Looking up at the stately public buildings from the first half of the 20th century, what strikes onlookers most are the sculptural and architectural elements that lend the final touches to the atmosphere these buildings create.
But whose are the ornaments on the facades of the buildings of the National Library, Sofia University, the National Theatre, the National Assembly, the Palace of Justice, the Bulgarian National Bank? We find the answer in an exhibition that takes us back in time.
The embassy of Ukraine with the Union of Architects mounted an exhibition of pictures by Ukrainian artist Yulia Krasovska who uses the power of water colour to reveal the original beauty of Bulgarian buildings in tribute to her fellow countryman Mikhailo Parashchuk who crafted the ornaments on them. Next to her works photographs present the sculptural and architectural elements created by the Ukrainian sculptor.

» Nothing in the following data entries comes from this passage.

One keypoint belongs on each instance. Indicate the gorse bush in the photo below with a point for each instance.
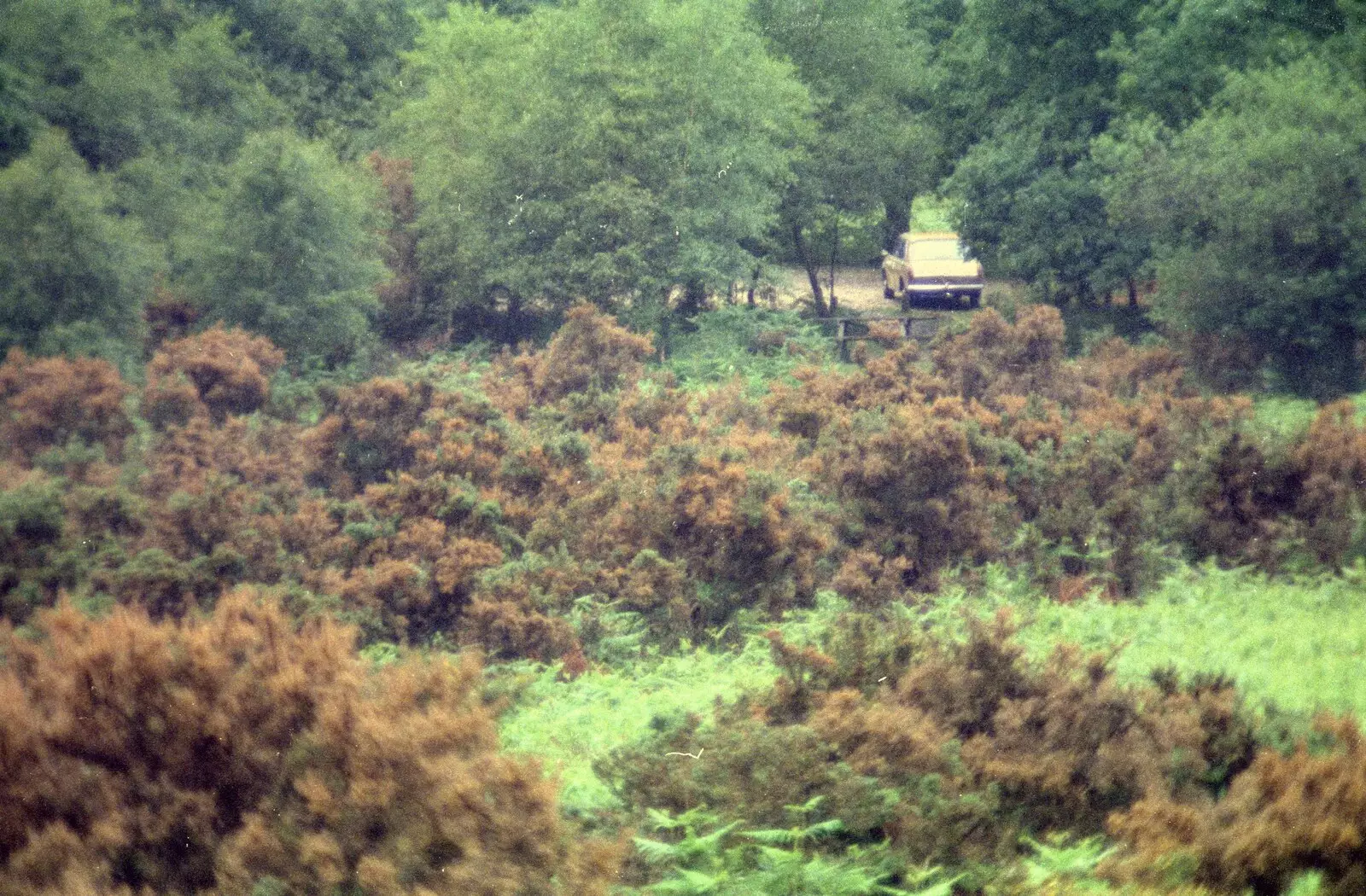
(236, 753)
(403, 499)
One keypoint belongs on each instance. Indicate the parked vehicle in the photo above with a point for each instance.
(932, 268)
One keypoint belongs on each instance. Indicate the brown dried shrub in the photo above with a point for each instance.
(1332, 462)
(219, 372)
(45, 402)
(220, 754)
(366, 434)
(995, 357)
(913, 486)
(1283, 816)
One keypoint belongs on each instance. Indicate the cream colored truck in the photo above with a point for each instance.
(931, 270)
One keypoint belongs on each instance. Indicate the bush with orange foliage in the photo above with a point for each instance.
(238, 753)
(1283, 816)
(216, 373)
(365, 434)
(45, 402)
(589, 358)
(913, 486)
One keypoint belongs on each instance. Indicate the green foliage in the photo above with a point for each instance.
(1256, 211)
(1063, 859)
(334, 61)
(574, 724)
(601, 150)
(1291, 643)
(72, 268)
(716, 864)
(295, 256)
(762, 347)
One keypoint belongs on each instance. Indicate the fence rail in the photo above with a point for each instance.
(851, 329)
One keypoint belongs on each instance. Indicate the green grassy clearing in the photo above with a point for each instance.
(1298, 645)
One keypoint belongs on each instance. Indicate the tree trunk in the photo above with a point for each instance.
(898, 218)
(813, 272)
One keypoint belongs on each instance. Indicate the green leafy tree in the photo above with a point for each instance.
(1178, 58)
(295, 254)
(73, 272)
(332, 61)
(1024, 89)
(1258, 212)
(867, 70)
(84, 68)
(605, 150)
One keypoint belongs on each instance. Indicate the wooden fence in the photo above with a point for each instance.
(851, 329)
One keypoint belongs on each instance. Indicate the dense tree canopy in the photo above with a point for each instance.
(73, 272)
(295, 254)
(603, 150)
(539, 154)
(1258, 211)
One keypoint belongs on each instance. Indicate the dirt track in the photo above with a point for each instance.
(857, 288)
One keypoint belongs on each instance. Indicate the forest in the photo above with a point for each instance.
(410, 484)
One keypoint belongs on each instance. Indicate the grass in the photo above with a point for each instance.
(1295, 645)
(756, 345)
(571, 724)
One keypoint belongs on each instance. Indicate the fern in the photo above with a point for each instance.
(1062, 859)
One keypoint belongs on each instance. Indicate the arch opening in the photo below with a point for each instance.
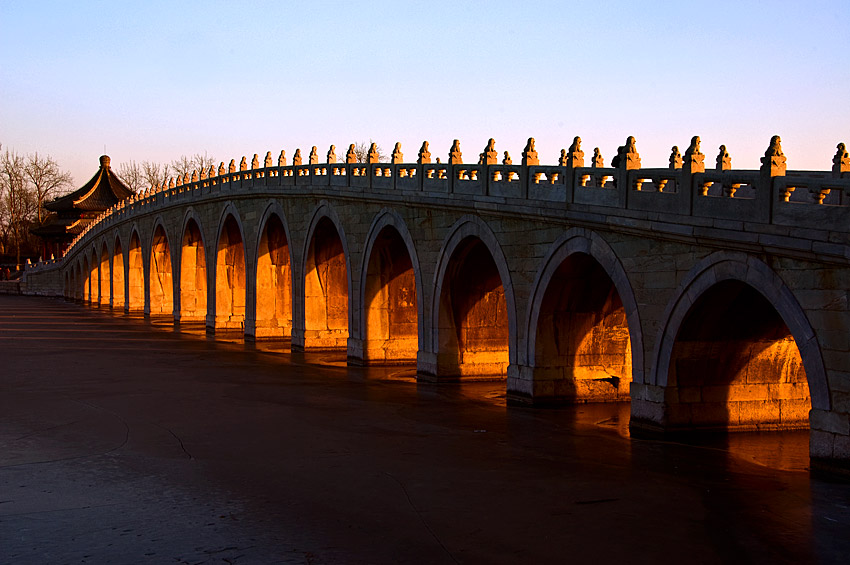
(326, 290)
(274, 283)
(105, 277)
(392, 322)
(161, 280)
(135, 276)
(473, 316)
(735, 365)
(230, 277)
(86, 280)
(583, 347)
(117, 270)
(193, 275)
(94, 277)
(78, 282)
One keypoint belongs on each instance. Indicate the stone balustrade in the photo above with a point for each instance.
(815, 200)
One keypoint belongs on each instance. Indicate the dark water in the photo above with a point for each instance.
(786, 450)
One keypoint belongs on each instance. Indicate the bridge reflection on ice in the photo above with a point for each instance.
(786, 450)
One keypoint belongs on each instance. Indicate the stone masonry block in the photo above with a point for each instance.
(821, 444)
(832, 422)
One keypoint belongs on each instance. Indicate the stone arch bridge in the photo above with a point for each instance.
(709, 298)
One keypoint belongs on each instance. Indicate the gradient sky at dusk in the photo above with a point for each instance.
(155, 80)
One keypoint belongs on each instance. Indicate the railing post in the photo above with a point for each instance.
(627, 159)
(693, 163)
(772, 165)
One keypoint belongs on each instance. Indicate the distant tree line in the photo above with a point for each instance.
(26, 183)
(140, 176)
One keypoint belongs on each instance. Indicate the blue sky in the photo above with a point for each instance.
(156, 80)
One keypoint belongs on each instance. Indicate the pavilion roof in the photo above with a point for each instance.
(102, 191)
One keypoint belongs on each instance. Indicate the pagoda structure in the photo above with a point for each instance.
(70, 214)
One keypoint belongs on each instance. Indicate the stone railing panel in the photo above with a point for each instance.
(408, 177)
(734, 196)
(435, 178)
(469, 179)
(550, 184)
(657, 190)
(821, 202)
(381, 175)
(596, 186)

“I come from Ukraine and have been living in Bulgaria for four years, but Mikhailo Parashchuk was a revelation to me,” says Yulia Krasovska. “When last year I saw the exhibition mounted by the Ukrainian embassy dedicated to Parashchuk I tried to find more information about him. And as I have also worked as an architect I was fascinated by the history of the old buildings, their architectural characteristics and I wanted to present my own view of them in pictures. The legacy he has left us is monumental because each one of the buildings carries his hallmark, his sense of detail. To my mind he is a unique sculptor who has decorated Sofia’s most important buildings.”
Mikhailo Parashchuk was born in 1878 in the village of Varvaryntsi, at the time within the bounds of the Austro-Hungarian Empire. At the age of 13 he went to the art school in Krakow, and at 20 he sculpted one of the most beautiful monuments to Adam Mickiewicz in Europe, and with the help of patrons of art, enrolled in a private art academy in Paris. There the inimitable Auguste Rodin took him on as a student in his studio. In 1921 Mikhailo Parashchuk came to Bulgaria as a representative of the Red Cross.

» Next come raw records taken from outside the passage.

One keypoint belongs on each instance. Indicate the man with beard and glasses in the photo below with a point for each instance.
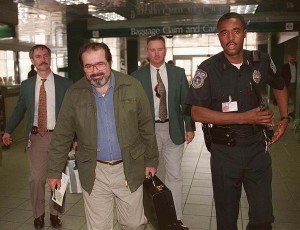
(42, 112)
(110, 114)
(226, 93)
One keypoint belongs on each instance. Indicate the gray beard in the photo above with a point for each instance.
(100, 83)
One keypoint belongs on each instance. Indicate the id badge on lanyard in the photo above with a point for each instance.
(229, 106)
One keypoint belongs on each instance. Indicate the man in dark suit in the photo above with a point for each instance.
(289, 74)
(172, 128)
(53, 88)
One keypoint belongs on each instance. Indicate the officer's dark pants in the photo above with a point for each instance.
(245, 164)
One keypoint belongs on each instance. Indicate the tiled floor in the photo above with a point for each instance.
(199, 213)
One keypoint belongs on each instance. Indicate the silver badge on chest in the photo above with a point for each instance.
(256, 76)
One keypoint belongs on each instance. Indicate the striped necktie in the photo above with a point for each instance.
(163, 113)
(42, 111)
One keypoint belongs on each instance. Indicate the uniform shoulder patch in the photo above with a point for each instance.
(198, 80)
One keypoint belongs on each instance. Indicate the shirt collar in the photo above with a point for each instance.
(153, 68)
(50, 77)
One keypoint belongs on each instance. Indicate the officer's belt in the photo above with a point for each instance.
(240, 131)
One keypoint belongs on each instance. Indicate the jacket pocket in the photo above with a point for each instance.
(83, 154)
(137, 150)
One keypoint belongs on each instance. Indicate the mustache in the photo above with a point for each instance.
(231, 42)
(93, 75)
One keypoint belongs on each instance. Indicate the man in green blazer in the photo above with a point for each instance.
(176, 127)
(110, 114)
(37, 142)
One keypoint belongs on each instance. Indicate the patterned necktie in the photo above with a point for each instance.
(163, 114)
(42, 111)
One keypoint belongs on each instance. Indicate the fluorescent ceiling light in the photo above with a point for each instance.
(109, 16)
(72, 2)
(243, 9)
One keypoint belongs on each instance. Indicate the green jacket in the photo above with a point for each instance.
(179, 121)
(134, 124)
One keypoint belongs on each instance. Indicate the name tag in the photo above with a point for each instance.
(229, 106)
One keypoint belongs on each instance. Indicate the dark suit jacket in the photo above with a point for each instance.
(26, 102)
(177, 92)
(286, 73)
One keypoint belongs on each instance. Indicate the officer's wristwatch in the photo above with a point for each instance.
(288, 118)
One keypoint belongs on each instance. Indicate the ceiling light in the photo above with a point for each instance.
(109, 16)
(243, 9)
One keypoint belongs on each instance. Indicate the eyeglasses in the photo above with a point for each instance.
(99, 66)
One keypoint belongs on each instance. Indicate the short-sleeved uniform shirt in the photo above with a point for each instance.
(217, 81)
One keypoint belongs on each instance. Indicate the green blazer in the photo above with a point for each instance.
(26, 102)
(177, 92)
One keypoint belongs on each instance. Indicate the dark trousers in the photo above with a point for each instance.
(245, 164)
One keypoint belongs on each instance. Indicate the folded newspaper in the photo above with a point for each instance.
(58, 194)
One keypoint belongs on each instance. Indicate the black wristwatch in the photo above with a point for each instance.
(286, 118)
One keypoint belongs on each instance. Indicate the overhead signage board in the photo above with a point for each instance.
(7, 31)
(190, 29)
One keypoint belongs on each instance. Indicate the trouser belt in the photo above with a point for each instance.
(110, 162)
(35, 130)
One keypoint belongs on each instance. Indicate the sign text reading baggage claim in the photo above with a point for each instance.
(173, 30)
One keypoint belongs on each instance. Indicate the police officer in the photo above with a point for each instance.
(226, 92)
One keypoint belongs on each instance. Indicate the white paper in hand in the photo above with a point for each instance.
(58, 194)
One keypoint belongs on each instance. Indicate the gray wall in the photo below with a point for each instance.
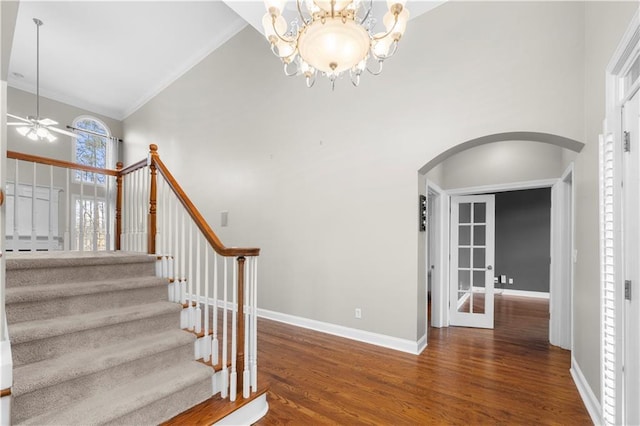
(523, 222)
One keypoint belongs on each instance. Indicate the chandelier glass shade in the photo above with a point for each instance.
(333, 37)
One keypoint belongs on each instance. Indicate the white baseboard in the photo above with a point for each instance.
(588, 397)
(403, 345)
(522, 293)
(247, 414)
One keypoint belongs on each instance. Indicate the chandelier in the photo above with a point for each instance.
(332, 37)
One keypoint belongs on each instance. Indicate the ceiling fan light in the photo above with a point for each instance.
(42, 132)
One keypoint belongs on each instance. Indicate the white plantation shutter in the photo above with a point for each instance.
(607, 278)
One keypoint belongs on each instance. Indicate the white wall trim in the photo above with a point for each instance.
(522, 293)
(588, 397)
(502, 187)
(390, 342)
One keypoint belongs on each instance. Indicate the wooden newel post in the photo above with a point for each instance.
(241, 336)
(119, 166)
(151, 229)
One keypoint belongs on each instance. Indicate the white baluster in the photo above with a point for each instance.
(190, 279)
(16, 198)
(198, 311)
(81, 214)
(225, 371)
(51, 215)
(95, 212)
(254, 321)
(206, 302)
(246, 378)
(108, 199)
(70, 214)
(214, 342)
(33, 210)
(234, 334)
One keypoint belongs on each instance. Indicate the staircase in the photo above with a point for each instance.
(95, 341)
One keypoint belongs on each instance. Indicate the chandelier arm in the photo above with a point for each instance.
(379, 68)
(301, 15)
(311, 82)
(394, 48)
(395, 22)
(355, 81)
(275, 31)
(366, 16)
(287, 72)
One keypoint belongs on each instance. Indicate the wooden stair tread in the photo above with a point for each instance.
(213, 409)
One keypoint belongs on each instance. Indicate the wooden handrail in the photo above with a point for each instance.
(59, 163)
(153, 201)
(206, 230)
(118, 205)
(135, 166)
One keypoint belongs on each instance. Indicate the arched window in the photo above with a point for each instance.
(92, 193)
(92, 148)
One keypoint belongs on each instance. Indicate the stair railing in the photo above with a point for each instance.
(44, 195)
(142, 208)
(217, 285)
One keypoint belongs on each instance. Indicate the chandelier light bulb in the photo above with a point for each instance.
(338, 5)
(274, 7)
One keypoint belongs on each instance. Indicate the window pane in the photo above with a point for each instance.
(464, 215)
(478, 257)
(479, 213)
(479, 237)
(464, 235)
(464, 257)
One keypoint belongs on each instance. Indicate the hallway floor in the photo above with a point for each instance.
(510, 375)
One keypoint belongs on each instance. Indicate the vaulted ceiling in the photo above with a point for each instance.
(110, 57)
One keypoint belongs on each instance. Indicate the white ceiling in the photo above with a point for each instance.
(110, 57)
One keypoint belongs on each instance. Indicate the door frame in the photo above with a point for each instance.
(563, 254)
(615, 97)
(440, 245)
(515, 186)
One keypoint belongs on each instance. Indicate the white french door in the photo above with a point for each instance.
(631, 249)
(472, 248)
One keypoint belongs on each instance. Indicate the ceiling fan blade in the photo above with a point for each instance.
(64, 132)
(47, 122)
(26, 120)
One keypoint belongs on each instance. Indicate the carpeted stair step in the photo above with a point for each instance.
(52, 383)
(69, 267)
(34, 341)
(147, 400)
(39, 302)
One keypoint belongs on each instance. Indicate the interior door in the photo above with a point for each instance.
(472, 248)
(631, 250)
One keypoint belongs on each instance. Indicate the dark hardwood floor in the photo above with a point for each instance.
(509, 375)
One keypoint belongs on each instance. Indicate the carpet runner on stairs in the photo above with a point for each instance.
(95, 341)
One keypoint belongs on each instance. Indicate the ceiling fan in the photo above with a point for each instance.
(35, 127)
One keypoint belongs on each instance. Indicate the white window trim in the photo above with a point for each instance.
(612, 340)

“He was a versatile person with extensive knowledge in the sphere of political, public and economic life,” says Anna Tertichna, Deputy Ambassador of Ukraine to Bulgaria. “In the 1920s he directed his efforts towards extending contacts between Ukraine and Bulgaria. His work for the Red Cross helped many prisoners of war after the end of World War I, improving their life in Bulgaria, but also in neighbouring Serbia and helping them return home. He also called for better conditions for the adaptation of the people who did not want to return to Ukraine after the Bolshevik occupation. And when he found out that the Ukrainian government had been exiled he wrote in his diaries that his own road back to his home country was cut off as well. Interestingly, he had no citizenship – Bulgarian or Soviet – until the end of his life. As political systems changed he was invariably persecuted, the target of restrictive measures. And though he had talent, he was always surrounded by friends, but also by people who envied him. And so it came to be that a man who, at the start of his life, occupied an enviable social position by his own efforts and talent, ended his life in penury.”

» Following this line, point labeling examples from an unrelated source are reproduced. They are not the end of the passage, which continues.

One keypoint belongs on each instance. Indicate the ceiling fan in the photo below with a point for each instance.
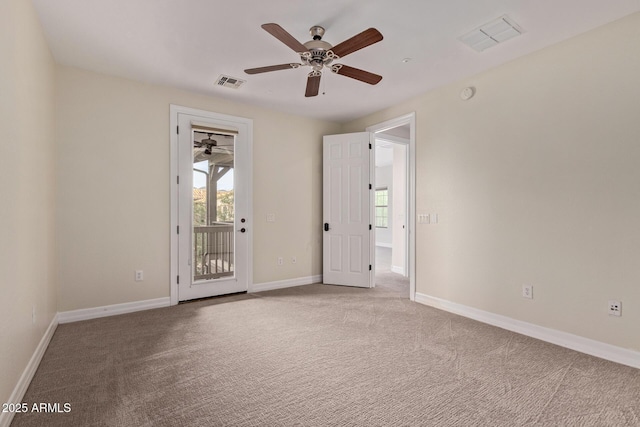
(318, 54)
(208, 146)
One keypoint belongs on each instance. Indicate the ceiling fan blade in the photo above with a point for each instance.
(281, 34)
(357, 42)
(271, 68)
(356, 73)
(313, 85)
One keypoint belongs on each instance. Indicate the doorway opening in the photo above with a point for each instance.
(394, 203)
(211, 231)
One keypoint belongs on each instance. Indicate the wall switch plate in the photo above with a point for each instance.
(615, 308)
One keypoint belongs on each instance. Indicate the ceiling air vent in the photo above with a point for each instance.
(228, 81)
(491, 33)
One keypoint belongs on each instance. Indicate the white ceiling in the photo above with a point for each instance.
(189, 43)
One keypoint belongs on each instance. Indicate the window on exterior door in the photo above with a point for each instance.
(382, 207)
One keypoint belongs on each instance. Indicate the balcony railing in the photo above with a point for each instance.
(213, 251)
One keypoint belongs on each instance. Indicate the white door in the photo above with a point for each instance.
(348, 255)
(213, 219)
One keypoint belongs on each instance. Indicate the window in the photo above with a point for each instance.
(382, 207)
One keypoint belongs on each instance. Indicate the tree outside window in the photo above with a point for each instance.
(382, 207)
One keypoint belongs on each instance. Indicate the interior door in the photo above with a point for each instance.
(212, 207)
(348, 255)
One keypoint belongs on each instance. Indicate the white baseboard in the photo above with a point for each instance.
(288, 283)
(28, 373)
(574, 342)
(112, 310)
(397, 270)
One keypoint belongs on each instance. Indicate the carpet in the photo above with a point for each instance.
(320, 355)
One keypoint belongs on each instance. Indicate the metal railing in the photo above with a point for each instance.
(213, 251)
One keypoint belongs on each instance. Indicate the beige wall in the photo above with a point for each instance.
(536, 181)
(26, 189)
(113, 188)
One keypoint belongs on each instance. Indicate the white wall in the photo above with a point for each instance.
(535, 181)
(113, 188)
(26, 189)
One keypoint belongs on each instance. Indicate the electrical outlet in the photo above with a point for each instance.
(615, 308)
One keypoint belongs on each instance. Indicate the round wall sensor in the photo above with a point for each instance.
(467, 93)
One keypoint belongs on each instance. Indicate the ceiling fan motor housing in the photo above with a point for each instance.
(319, 54)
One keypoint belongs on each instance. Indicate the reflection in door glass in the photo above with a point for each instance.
(213, 207)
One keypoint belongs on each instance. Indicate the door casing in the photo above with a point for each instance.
(247, 128)
(409, 119)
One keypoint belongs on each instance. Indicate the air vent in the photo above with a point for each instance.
(491, 33)
(228, 81)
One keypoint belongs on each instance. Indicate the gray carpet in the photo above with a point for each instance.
(320, 355)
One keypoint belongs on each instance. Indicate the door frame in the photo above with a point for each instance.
(404, 142)
(409, 119)
(247, 124)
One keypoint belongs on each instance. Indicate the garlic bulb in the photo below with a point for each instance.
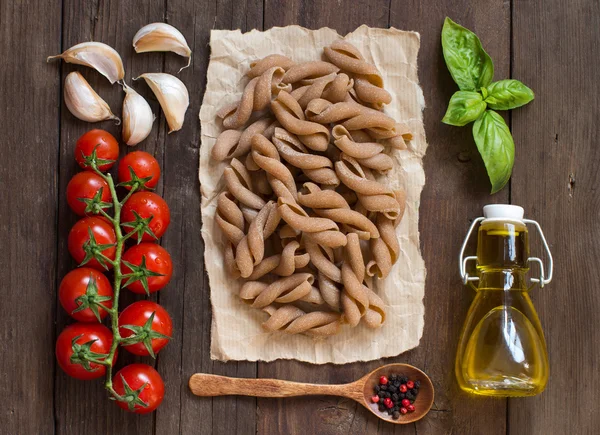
(83, 102)
(172, 96)
(103, 58)
(137, 117)
(161, 37)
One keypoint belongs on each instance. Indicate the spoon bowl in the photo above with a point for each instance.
(202, 384)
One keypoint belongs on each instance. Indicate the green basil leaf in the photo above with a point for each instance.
(470, 66)
(508, 94)
(464, 107)
(496, 146)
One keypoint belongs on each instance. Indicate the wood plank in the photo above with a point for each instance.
(83, 406)
(557, 53)
(457, 187)
(29, 90)
(188, 298)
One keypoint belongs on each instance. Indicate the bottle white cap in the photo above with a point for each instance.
(503, 211)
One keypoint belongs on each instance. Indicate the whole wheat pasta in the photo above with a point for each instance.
(367, 81)
(308, 70)
(257, 96)
(279, 237)
(373, 195)
(265, 155)
(317, 168)
(293, 320)
(354, 298)
(239, 184)
(258, 67)
(385, 250)
(289, 114)
(322, 258)
(375, 313)
(284, 290)
(367, 154)
(332, 205)
(297, 218)
(329, 291)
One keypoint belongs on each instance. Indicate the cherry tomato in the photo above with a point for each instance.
(73, 364)
(147, 204)
(107, 148)
(137, 315)
(143, 165)
(85, 185)
(85, 287)
(137, 376)
(103, 233)
(157, 260)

In Bulgaria the sculptor created sculptures of Peyo Yavorov, Gotse Delchev, Stefan Karadzha, bas-reliefs of Hristo Botev and Aleko Konstantinov. He created the decorative elements with lions, the zodiac clock and the capitals of the National Bank, the ornamental frames of the ceremonial doors of the Palace of Justice, the ornamental cartouches above the entrance of Sofia University, as well as the architectural design of a host of emblematic buildings.
Though brilliant in his work, after the communist coup of 9 September, 1944 in Bulgaria, he was subjected to repressions and twice expelled from the Union of Bulgarian Artists.
Mikhailo Parashchuk lived out the last days of his life destitute and forgotten. He died in 1963 and lies buried in the Central Sofia Cemetery.